I left at 5:30 for my meeting, 50 minutes earlier than I normally would have left to get to church (it is a 40 minute drive). I was concerned about traffic and wanted to get there a few minutes early.

An hour later, I sat trapped on Cobb Parkway, knowing full well that there was no way I was even going to be on time. Traffic had been stop and go for the entire drive; I sat at green lights and did not move, intersections were blocked and brake lights were all I saw on the horizon. I texted my associate pastor and told her I was stranded with no end in sight. She was very understanding (it is Atlanta traffic, after all), but I hated having to tell her I was going to be late. Hated it – I simply do not like to be late.

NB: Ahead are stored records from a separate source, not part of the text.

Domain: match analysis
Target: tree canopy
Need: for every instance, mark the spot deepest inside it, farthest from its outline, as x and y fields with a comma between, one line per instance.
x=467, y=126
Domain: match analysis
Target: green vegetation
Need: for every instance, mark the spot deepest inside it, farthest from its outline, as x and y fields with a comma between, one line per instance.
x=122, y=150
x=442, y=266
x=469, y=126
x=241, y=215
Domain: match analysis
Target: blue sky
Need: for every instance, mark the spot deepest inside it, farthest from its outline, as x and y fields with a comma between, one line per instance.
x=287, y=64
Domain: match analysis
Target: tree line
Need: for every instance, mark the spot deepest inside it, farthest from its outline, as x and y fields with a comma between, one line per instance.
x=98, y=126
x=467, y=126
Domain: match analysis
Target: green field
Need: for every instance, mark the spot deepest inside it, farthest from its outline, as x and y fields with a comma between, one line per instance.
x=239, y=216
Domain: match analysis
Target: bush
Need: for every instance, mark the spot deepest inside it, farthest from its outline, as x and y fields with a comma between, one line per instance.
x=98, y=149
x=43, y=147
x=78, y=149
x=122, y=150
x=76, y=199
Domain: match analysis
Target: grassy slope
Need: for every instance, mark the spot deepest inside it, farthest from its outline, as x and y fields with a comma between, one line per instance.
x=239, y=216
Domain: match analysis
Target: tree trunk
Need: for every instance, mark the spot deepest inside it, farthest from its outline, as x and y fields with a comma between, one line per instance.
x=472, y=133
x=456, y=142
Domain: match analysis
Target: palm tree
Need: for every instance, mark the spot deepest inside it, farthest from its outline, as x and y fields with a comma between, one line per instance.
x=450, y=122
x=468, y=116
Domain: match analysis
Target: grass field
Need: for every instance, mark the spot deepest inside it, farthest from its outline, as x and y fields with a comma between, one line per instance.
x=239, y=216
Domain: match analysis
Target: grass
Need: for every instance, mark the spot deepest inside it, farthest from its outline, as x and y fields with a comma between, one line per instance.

A half an hour later my meeting was beginning and I was still stranded on Cobb Parkway. I had moved forward, but barely. I was frustrated beyond belief. I had been in the car for over an hour and a half, my foot had been on and off the break, people all around me were driving like maniacs (not the word I used at the time) and now I was late. And it was at that point that I lost it. I turned off my music because I did not care if Carrie Underwood thought that the mountain that I was climbing was just a grain of sand. I called Bruce and cried. I hit (albeit lightly) my hand on the steering wheel. I yelled at the driver of the Nissan Altima that flew past a line of traffic (that I had just sat through) in the turn-only lane and then cut me off to get into my lane. I leaned my head back and screamed. “I left early, this isn’t my fault!!” I said to myself.

Eventually I (safely) got to my meeting. Everybody was understanding, I was able to get caught up, we got a lot accomplished and eventually I was back on the road heading home – this time with no traffic.

But I still felt like I was there; on Cobb Parkway in twilight, surrounded by drivers just as frustrated by the traffic as I was and late for my meeting. When I finally got home, I went straight to bed. My earlier thought that I would do homework was gone; I climbed into bed and tried to go to sleep. But I couldn’t seem to fall asleep – I felt anxious and frustrated. I had not fully calmed down from something that happened nearly five hours earlier. I tried to breathe slowly in and out but I could still feel my heart beating faster than normal. Eventually – a few hours later – I fell asleep.

I learned several very important lessons that day. I joked with my husband about the first lesson being never going to work on my day off, but I think there is something very valid in this statement. It is important to put up boundaries and to keep them. Yes, eventually you may need to bring them down, but an ordinary day with no emergencies is not the day to do that.

Secondly, I learned that it is important to stay calm under circumstances that are beyond my control. There was not only an accident on Cobb Parkway while I was driving to church, but also on the highway, which infiltrated the traffic on Cobb. I could not control that and I could not control the other drivers dangerously trying to slide in an out of traffic. I could only control my own reaction and to do what I could to ensure my own safety.

Finally, I realized that keeping Sabbath for a few hours does not mean that you will be cool, calm and collected for the remainder of the day. I was disappointed that I had been so deliberate about keeping Sabbath and then essentially ruined my efforts. Keeping Sabbath is not just taking a nap from time to time; it is a constant effort that will require diligent attention on my part.

I love ministry; I thrive off of it. But I am a human being with faults and limitations. I am not perfect. I am a work in progress, still learning how to keep myself strong and healthy so that I am available to do what I feel like I am called to do.


  1. This was such a great post! I really enjoyed reading about your day and how you kept the Sabbath. Atlanta traffic must really be awful!

  2. Those are some important learnings about Sabbath! I'm still working on those lessons, especially setting boundaries and following them. It can be tough when committees need to meet, events must be planned, and sermons have to be written, but sometimes you just need the rest. Keep working at it!